The potential for the plaque to become thrombotic or break free and embolize depends in large part on the composition and resulting stability of the fibrous cap, and the hemodynamic stresses that act on it. Smooth muscle cells in the cap promote collagen deposition, and, therefore, stability; but, inflammatory cells, which are also present, promote cap degradation. Thus, their relative proportions determine plaque vulnerability.
Triggers, maintenance, and clinical consequences of atherosclerosis
Key culprits of endothelial injury that ultimately lead to plaque formation include hemodynamic disturbances and hypercholesterolemia.
Hemodynamic disturbances that produce turbulent flow increase the risk of plaque formation. Thus, plaques commonly form where arteries bifurcate, such as where the common carotid artery splits to form internal and external branches – refer to our gross image in the blue box. Another common site of formation is along the posterior wall of the abdominal aorta, which is also subject to turbulent stresses.
Hypercholesterolemia is characterized by high levels of cholesterol in the blood; recall that cholesterol is synthesized by the liver and ingested in the diet, and is transported in the blood as lipoprotein complexes.
Chronic hypercholesterolemia damages endothelial cells and impairs the vasodilator activity of nitric oxide. Additionally, LDLs, which are the lipoproteins complexes that deliver cholesterol to the peripheral tissues, accumulate within the intima of the arteries; cholesterol is a major component of atherosclerotic plaques. Within the plaques, cholesterol has toxic and pro-inflammatory effects that damage the vessel and promote plaque growth.
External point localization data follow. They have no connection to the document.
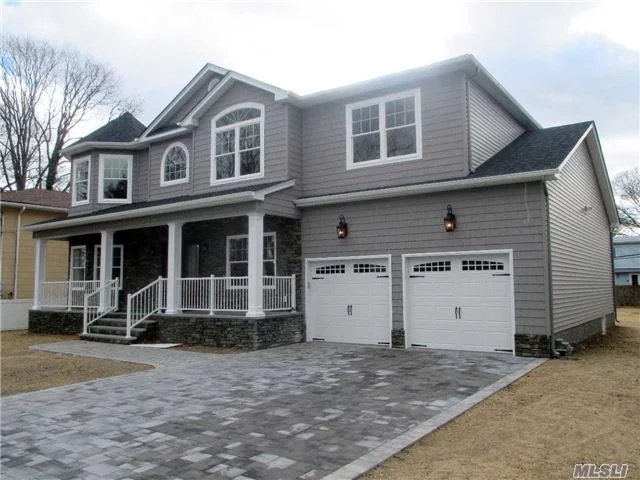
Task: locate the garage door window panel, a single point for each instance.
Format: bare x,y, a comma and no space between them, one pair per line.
444,266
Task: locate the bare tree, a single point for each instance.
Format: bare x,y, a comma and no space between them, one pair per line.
46,93
627,186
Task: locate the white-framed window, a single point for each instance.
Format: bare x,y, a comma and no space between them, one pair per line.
175,164
384,130
117,263
238,255
81,181
237,143
77,263
115,179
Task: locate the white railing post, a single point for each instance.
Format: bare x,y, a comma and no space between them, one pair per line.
212,293
293,292
85,316
159,293
69,295
40,272
128,315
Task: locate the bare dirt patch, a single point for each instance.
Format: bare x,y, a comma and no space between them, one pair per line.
580,410
23,370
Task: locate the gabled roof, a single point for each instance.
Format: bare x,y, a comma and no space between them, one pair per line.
626,239
135,135
543,149
38,197
534,156
125,128
229,77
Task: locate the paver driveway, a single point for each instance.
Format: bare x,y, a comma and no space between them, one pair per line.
301,411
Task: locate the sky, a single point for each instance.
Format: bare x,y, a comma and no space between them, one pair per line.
563,62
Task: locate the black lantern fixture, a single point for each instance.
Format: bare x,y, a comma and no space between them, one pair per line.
449,220
341,228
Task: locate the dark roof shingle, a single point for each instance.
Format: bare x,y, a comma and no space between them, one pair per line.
37,196
125,128
537,150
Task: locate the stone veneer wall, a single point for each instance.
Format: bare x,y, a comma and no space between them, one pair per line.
231,331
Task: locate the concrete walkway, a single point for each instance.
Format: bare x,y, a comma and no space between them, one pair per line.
304,411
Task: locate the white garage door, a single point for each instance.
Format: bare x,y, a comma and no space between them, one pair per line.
459,302
348,300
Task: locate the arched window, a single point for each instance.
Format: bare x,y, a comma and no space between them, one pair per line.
237,143
175,164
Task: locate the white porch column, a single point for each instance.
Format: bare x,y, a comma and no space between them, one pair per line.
255,252
174,267
40,272
106,261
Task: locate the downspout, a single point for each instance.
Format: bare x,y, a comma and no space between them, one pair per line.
17,258
2,234
552,340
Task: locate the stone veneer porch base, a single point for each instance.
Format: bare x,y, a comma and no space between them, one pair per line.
221,330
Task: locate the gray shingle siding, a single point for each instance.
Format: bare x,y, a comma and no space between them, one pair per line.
581,269
491,127
488,219
443,137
Thus, risk factors for atherosclerosis include family history (via polygenic mechanisms) and other conditions, such as diabetes mellitus, that induce hypercholesterolemia. Review hyperlipidemia, which contributes to atherosclerosis. Statins are often prescribed to lower cholesterol levels, as they reduce its production by the liver.
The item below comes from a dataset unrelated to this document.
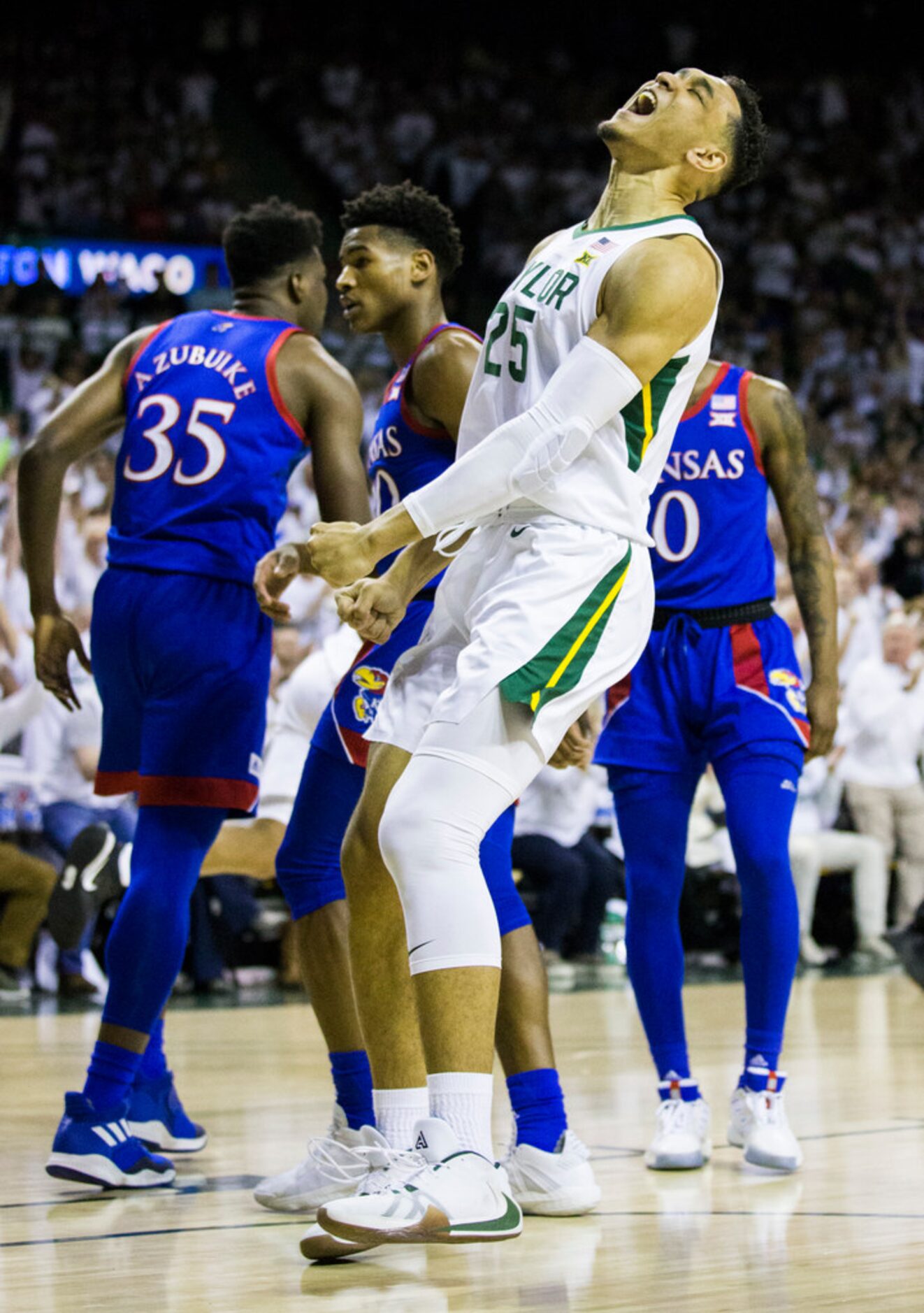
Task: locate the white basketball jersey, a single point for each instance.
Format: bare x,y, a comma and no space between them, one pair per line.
541,317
Other risk factors for atherosclerosis include cigarette smoking and age.
Role of macrophages and chronic inflammation in atherosclerosis Recall that chronic inflammation occurs when tissue injury and repair attempts overlap.
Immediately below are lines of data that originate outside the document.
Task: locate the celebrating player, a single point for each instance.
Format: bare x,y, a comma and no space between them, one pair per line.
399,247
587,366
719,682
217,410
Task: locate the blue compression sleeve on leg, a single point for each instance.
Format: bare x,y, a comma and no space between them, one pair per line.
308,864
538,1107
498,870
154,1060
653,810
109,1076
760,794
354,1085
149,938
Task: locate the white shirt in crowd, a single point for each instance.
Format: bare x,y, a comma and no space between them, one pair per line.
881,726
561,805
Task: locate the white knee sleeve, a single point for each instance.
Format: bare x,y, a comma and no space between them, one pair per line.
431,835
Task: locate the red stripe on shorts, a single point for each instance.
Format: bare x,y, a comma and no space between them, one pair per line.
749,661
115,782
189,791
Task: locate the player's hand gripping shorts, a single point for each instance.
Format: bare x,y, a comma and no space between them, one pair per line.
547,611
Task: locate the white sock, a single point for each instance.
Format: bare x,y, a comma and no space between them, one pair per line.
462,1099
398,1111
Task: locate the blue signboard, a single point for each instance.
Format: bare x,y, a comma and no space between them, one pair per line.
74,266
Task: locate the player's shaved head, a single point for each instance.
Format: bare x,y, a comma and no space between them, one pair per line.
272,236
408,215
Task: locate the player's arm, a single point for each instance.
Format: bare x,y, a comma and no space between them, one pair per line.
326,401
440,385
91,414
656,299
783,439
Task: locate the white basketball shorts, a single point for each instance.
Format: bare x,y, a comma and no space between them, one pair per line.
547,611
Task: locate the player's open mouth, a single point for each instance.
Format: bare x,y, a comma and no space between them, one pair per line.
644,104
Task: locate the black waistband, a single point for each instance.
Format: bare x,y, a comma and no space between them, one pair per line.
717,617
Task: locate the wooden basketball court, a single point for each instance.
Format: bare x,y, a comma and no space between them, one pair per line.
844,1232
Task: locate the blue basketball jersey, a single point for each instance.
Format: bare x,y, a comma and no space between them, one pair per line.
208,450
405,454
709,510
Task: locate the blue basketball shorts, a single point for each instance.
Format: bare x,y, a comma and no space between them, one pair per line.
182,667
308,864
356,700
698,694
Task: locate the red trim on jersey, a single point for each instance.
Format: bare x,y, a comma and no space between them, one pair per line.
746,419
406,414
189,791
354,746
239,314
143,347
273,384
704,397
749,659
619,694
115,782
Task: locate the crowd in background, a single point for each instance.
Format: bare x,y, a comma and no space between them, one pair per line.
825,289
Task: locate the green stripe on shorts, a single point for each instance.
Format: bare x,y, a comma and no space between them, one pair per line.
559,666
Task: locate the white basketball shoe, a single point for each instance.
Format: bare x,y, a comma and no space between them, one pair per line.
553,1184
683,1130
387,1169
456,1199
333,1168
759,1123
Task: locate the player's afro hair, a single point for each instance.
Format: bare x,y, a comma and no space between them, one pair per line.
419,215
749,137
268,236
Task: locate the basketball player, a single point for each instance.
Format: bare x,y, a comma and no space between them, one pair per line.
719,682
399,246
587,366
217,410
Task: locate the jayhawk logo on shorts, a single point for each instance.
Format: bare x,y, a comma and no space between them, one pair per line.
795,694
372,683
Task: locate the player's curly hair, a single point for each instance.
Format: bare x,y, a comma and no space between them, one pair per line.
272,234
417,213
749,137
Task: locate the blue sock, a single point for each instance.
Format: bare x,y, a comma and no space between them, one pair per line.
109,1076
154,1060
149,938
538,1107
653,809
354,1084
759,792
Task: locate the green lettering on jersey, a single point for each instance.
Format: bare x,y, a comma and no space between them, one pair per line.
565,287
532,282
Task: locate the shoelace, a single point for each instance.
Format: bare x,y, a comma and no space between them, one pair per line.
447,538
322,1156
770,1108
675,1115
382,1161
Accumulation of macrophages, cholesterol crystals, and other substances within the vessel wall triggers the inflammatory response.
In turn, cytokines, particularly IL-1, are released and recruit additional immune cells, including macrophages and T lymphocytes, which promotes a positive feedback cycle of inflammation.
Thus, inflammatory conditions are now considered a risk factor for atherosclerosis; clinical assessment may include measurement of C-reactive proteins, which are markers of inflammation that have been associated with atherosclerosis.
Research to assess the effectiveness of anti-inflammatory therapies in atherosclerosis is ongoing.
Significant clinical consequences of atherosclerosis
Coronary artery disease (CAD) and heart attack; stroke; aortic aneurysm; and, peripheral vascular disease (PVD).
Vessel occlusion and/or aneurysm are responsible for these complications: we show that plaque formation can dangerously narrow or even completely obstruct blood flow (aka, stenosis). Obstruction of blood flow can lead to ischemia and organ failure.
Aneurysm occurs when the vessel wall bulges outward; fatty materials and debris can migrate between the tunics of the vessel wall, leading to dissection (aka, separation).
From the patient's perspective, dissection is experienced as a painful tearing sensation; ultimately, mural remodeling and wall weakening can allow vessel rupture and bleeding.